Analyzing angular distribution (AD) :class:`AngularDistribution` for OH vector,
HH vector and dipole vector. It returns a line histogram with vector
orientation preference. A straight line in the output plot means no
preferential orientation in water molecules. In this case we are analyzing if
water molecules have some orientational preference, in this way we can see if
water molecules are under an electric field or if they are interacting with
something (residue, protein, etc)::

  import MDAnalysis
  from MDAnalysis.analysis.waterdynamics import AngularDistribution as AD

  u = MDAnalysis.Universe(pdb, trajectory)
  selection = "byres name OH2 and sphzone 6.0 (protein and (resid 42 or resid 26) )"
  bins = 30
  AD_analysis = AD(universe,selection,bins)
  AD_analysis.run()
  #now we print data ready to graph.
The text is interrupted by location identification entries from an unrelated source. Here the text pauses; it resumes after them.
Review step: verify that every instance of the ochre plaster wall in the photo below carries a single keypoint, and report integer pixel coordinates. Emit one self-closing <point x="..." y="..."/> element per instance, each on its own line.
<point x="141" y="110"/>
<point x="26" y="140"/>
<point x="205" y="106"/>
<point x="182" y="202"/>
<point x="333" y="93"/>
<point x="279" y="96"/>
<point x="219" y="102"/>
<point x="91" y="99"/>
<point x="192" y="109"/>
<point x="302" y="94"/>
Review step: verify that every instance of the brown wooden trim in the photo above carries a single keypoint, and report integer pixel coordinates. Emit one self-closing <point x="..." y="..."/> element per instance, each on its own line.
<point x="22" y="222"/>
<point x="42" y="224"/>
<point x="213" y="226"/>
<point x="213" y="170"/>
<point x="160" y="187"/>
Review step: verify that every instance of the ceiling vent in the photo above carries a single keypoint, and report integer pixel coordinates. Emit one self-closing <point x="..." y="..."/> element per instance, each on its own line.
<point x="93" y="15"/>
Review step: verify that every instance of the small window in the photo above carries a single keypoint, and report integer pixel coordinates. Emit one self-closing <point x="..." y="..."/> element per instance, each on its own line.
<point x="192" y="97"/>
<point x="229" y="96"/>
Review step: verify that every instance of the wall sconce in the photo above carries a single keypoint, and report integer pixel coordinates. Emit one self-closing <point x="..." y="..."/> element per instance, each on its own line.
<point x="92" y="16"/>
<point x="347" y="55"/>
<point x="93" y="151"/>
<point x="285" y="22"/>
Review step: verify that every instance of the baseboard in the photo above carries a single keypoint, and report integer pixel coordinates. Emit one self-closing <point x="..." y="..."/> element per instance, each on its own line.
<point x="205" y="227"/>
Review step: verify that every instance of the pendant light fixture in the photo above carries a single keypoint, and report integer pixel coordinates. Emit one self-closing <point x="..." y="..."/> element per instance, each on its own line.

The first two columns are P(cos(theta)) vs cos(theta) for OH vector ,
  #the seconds two columns are P(cos(theta)) vs cos(theta) for HH vector and thirds two columns
  #are P(cos(theta)) vs cos(theta) for dipole vector
  for bin in range(bins):
        print("{AD_analysisOH} {AD_analysisHH} {AD_analysisDip}".format(AD_analysis.graph0=AD_analysis.graph[0][bin], AD_analysis.graph1=AD_analysis.graph[1][bin],AD_analysis.graph2=AD_analysis.graph[2][bin]))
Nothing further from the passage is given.